Maybe because you don't know what you don't know i.e. you're probably affected by Dunning–Kruger effect...
Your convictions/claims are mostly false, because of
- Epistemology:
LLMs are only capable of partial deductive and inductive reasoning in statistical ways.
They are unable to perform Creative (innovative/inventive) thinking i.e. abductive reasoning (e.g. "logic of hunches") - this is a scientific fact. - Ontology:
LLM's algorithms are linear and statistical, limited by datasets i.e. closed IT systems. But the human mind is a nonlinear, interrelated, adaptive, partially quantum open complex ecosystem. This is a big difference. - Phenomenology:
A human mind operates with a sense of self-awareness and intentionality, we perceive, think, and act, etc.
LLMs lack consciousness and intentionality. They generate responses based on patterns in the data they were trained on, without any subjective experience or self-awareness. Their outputs have no underlying intention or purpose; they just produce statistically probable text.

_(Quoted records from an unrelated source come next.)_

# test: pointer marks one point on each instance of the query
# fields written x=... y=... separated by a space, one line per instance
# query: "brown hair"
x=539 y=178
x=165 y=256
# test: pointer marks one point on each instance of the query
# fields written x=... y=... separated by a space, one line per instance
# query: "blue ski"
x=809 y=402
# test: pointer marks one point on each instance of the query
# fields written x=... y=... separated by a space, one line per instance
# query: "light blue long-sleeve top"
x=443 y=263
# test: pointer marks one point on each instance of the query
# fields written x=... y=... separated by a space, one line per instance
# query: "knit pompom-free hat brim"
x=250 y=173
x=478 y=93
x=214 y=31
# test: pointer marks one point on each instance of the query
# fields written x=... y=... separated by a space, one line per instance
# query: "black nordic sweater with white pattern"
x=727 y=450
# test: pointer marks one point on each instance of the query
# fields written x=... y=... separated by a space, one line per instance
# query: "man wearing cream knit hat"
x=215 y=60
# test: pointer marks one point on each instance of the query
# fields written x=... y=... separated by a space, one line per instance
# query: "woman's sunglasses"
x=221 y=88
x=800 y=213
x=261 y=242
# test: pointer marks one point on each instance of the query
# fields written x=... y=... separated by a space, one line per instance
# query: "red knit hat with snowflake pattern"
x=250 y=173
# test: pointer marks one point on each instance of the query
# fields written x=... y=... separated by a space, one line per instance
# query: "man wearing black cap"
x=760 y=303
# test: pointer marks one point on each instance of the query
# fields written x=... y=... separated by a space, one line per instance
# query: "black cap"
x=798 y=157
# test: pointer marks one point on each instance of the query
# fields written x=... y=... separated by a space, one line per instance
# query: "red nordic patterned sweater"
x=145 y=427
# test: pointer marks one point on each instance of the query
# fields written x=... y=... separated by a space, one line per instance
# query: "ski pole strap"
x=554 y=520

Moreover, human cognition is deeply embodied. Our thoughts and experiences are influenced by our physical bodies and sensory inputs. Emotions, physical sensations, and the environment play critical roles in shaping our mental states.
We are emotional and adaptable - continuous/dynamic improvement (or regress); can also reflect, and see things from different angles (at least some of us). LLMs do not. - Axiology: LLM doesn't get ethics...

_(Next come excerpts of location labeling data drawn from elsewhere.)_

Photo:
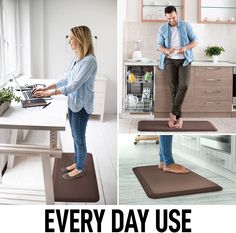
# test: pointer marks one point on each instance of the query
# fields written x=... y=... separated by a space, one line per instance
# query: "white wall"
x=51 y=22
x=4 y=138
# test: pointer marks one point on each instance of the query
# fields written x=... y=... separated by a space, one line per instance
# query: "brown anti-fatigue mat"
x=159 y=184
x=158 y=125
x=83 y=189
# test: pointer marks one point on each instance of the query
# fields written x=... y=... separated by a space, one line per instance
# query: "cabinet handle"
x=212 y=102
x=214 y=158
x=213 y=68
x=188 y=137
x=213 y=79
x=212 y=91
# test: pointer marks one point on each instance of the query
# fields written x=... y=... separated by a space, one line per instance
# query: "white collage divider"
x=118 y=218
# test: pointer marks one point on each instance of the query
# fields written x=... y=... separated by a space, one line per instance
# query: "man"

Plus basics of Knowledge management: people can think more than they can say, and they can say more, they can write...
So, "AI" can help us find some useful info, but can not bring new ideas.
You're writing things down that sound like I once said that my goal is for AI to replace us.
I have explained several times that these are tools that can accelerate research processes at a dizzying pace and this is the essence of what I am offering.
I'm not an AI freak, I was a temp when it came out and ran away from it once I couldn't control my serotonin even with substances. (This is what happens when you try to solve problems in your head intensively without a break).
I will ask you a question:
Suppose you are researching according to the knowledge of Ray Peat but you do not have a basic understanding of human physiology and biology, how long would it take you to understand the picture if you were to read all of Ray Peat's information and at the same time learn basic things about human physiology and biology through Google, Pubmed, etc. and how long would it take you if you used an AI that contained all the knowledge that Ray Peat published, along with a lot of additional knowledge and unlimited access to research?
Another question:
If you were to ask an AI agent that is capable of performing several processes one after the other in response to a prompt, connected to a Vector DB containing chunks of 3,000 words and structured so that it is possible to quickly retrieve the 5 chunks most relevant to the user's prompt, after being filtered and improved by gpt-4o and returning An answer after analyzing 15,000 words with the most relevant content of all the knowledge Ray Peat published in a clear language of your choice, checking it against relevant external information and information he was trained on by gpt-4o, with let's say Gemini 1.5 flash model (because we want a high token model and 1M token input+output is better than the others for the part it need to check all the collected data together)
“The goal: to find the most likely reasons why some thyroid supplements work and others don't.
Go over your knowledge and extract the most relevant information about:
T4 (Thyroxine) T3 (Triiodothyronine) rT3 (Reverse Triiodothyronine) T2 (Diiodothyronine) T1 (Monioiodothyronine) Calcitonin
Then, you will work on the knowledge you have been trained on and extract relevant information about each of these hormones.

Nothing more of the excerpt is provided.